Harry s'effondra brutalement sur le sol, comme une masse privée de vie, mais avant même qu’il n’ait pu se pencher vers son cadet, une voix, la pire, la plus odieuse, la plus contre-nature qu'il n’ait jamais entendue, claqua dans l'air sec et froid :

« Tue l'autre », ordonnait-elle, et la condamnation de César aux jeux du cirque n'aurait pas eu effet plus terrible.

Ce fut à cet instant que la balle élastique du temps s'étira au maximum de ses capacités, au point que Cedric se demanda brièvement s'il n'y avait pas eu une déchirure irrémédiable dans l'espace-temps. Il réalisa, en ce moment arrêté par la magie de sa conscience, qu'il savait depuis le début. Ils étaient dans un cimetière, ils auraient dû être à Poudlard, Harry était gravement blessé et Krum avait agi d'une manière inqualifiable et incompréhensible. Il avait entendu le hurlement de Fleur, il savait qu'il y avait quelque chose qui dépassait les imprévus d'un tournoi magique. Il était à côté du Survivant, dans un cimetière moldu qu'ils ne connaissaient pas et tous ses sens lui hurlaient de rebrousser chemin ; surtout, il ne savait pas ce qu'il se passait. Cependant, il allait de soi qu'il était cet autre, et que c'était à lui de mourir aujourd'hui. Une seconde voix se fit jour. La baguette toujours levée, alors qu'il sentait la sueur perler sur ses épaules, Cedric repensa fugitivement à la chaleur des Trois Balais, à son poste d'attrapeur et aux soirées de la salle commune de Poufsouffle. Assailli d'une peur qu'il ne pouvait nommer, il rassemblait furtivement quelques souvenirs avant de se tourner vers l'irrémédiable.

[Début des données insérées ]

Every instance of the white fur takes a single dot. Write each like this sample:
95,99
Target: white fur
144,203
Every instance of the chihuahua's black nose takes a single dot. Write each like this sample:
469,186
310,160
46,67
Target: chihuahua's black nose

Il aurait aimé, pensa-t-il en guise d'adieu au monde, pouvoir se battre et affronter un adversaire digne de ce nom. Il aurait souhaité prouver sa valeur et vendre chèrement sa peau, mais son assassin n'avait pas l'étoffe d'un combattant loyal et honnête.

« Avada Kedavra ! »

Cedric Diggory mourut sans savoir que dans l'immobilité de ses dix-sept ans, il avait été bien plus courageux que beaucoup d'adultes s'agrippant à la vie de déshonneur des traîtres.